Slogans, retórica e narrativas são ferramentas poderosas de política externa. Eles convencem o público internacional, angariam apoio interno para medidas políticas específicas e ajudam a criar um sentido de propósito nos governos. Os problemas começam quando os decisores políticos e as elites estratégicas começam a acreditar na sua própria retórica e slogans, mesmo depois de a sua utilidade já ter passado ou de os seus objectivos subjacentes já não existirem.

O Ministro das Relações Exteriores, S Jaishankar (à direita), entrega cinco ambulâncias como um gesto de boa vontade ao Ministro das Relações Exteriores do Afeganistão, Mawlawi Amir Khan Muttaqi, em Nova Delhi. (arquivo ANI)
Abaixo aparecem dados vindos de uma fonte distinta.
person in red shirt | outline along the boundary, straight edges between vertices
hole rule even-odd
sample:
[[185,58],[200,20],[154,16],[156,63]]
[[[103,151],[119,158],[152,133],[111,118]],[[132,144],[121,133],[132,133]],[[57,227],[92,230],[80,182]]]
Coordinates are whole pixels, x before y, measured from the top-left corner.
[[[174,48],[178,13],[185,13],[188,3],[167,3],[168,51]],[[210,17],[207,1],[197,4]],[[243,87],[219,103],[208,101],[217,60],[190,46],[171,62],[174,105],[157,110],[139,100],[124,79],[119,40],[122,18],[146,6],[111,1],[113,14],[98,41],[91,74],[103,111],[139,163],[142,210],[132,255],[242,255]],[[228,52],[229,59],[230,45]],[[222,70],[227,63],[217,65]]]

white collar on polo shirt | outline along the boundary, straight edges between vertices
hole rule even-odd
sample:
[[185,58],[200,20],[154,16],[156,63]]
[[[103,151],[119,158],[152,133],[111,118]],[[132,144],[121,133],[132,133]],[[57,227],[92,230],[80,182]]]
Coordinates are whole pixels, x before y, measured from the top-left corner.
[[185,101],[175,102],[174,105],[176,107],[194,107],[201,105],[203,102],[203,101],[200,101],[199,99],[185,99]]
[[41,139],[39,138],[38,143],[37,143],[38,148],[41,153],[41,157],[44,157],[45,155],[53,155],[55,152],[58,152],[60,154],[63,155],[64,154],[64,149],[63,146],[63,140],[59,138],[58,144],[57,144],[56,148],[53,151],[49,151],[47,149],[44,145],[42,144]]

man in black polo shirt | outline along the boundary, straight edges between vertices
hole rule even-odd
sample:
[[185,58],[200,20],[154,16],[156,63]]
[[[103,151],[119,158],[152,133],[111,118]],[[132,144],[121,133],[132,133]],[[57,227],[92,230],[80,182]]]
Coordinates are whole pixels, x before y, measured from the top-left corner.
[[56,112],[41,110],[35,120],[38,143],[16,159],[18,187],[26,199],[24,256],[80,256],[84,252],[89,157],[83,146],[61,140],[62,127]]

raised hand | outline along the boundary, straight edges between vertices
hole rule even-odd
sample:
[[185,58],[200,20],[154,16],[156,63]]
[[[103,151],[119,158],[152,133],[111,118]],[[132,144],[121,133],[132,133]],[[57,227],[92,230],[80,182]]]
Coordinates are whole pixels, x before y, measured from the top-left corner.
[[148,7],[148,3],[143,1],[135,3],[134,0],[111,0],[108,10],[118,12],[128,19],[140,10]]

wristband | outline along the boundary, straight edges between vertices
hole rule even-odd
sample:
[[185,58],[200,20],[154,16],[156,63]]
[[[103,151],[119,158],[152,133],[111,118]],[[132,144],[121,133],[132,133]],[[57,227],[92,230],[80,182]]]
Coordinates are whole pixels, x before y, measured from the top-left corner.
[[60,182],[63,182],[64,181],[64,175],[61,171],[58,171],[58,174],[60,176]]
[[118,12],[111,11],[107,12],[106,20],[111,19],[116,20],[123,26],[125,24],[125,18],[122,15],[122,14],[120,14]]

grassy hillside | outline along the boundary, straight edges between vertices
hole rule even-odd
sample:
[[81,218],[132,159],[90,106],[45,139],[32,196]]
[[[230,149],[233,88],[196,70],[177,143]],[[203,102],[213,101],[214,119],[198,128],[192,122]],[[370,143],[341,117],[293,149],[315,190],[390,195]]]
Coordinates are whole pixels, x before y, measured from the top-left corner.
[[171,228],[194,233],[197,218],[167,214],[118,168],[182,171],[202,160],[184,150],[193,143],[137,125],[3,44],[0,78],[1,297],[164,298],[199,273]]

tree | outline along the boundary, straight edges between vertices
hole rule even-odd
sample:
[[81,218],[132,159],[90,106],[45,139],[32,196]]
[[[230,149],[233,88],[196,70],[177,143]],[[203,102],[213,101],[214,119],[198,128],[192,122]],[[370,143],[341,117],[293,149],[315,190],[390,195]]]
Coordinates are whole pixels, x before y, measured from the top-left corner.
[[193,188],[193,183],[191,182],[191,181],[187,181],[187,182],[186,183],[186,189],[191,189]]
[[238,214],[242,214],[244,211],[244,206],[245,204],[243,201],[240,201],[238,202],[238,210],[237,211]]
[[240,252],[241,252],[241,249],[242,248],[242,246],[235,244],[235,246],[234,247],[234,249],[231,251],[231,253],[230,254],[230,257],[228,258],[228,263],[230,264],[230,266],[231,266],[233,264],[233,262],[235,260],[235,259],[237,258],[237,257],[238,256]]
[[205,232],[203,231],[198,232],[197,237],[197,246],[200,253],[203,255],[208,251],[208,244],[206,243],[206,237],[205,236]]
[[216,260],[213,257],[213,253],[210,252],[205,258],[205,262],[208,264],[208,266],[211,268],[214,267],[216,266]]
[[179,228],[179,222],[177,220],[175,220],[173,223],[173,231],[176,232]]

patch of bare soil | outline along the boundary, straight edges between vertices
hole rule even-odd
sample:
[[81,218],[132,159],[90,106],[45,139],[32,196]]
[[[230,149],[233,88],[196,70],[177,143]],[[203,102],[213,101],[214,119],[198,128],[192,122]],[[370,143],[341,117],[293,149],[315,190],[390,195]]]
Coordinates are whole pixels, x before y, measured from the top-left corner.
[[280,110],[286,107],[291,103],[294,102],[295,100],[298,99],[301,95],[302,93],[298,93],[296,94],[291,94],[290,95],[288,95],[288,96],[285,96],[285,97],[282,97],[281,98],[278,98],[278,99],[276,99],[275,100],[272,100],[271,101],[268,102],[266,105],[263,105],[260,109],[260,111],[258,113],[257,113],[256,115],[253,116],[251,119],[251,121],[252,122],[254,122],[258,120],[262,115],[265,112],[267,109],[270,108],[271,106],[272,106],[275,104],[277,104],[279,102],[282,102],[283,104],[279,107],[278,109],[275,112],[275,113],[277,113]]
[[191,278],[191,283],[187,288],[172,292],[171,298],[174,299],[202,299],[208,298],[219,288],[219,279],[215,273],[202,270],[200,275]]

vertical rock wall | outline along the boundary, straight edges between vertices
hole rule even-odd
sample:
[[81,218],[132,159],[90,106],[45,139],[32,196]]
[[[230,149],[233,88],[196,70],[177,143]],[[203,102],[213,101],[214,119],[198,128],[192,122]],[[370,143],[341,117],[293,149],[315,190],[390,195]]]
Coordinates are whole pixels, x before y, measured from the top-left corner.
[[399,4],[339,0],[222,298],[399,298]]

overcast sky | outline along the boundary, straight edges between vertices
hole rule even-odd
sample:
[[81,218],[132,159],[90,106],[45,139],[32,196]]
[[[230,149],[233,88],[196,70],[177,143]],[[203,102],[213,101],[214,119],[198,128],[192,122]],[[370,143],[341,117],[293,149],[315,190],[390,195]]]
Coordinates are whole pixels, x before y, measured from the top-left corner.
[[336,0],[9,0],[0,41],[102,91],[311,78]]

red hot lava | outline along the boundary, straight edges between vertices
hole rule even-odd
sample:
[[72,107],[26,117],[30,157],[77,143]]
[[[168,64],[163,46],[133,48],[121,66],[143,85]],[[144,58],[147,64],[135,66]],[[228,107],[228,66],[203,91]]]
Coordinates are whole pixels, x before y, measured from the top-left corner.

Vamos dar um passo para trás. Na política externa, a retórica refere-se às narrativas, slogans e declarações que os estados usam para comunicar de forma evocativa os seus interesses. A retórica é movida pelos interesses do Estado num determinado momento. Eles elaboram frases e retóricas cativantes e sugestivas para persuadir o público externo (outros estados, a comunidade internacional), bem como os seus próprios cidadãos, para a sua causa (interesses nacionais).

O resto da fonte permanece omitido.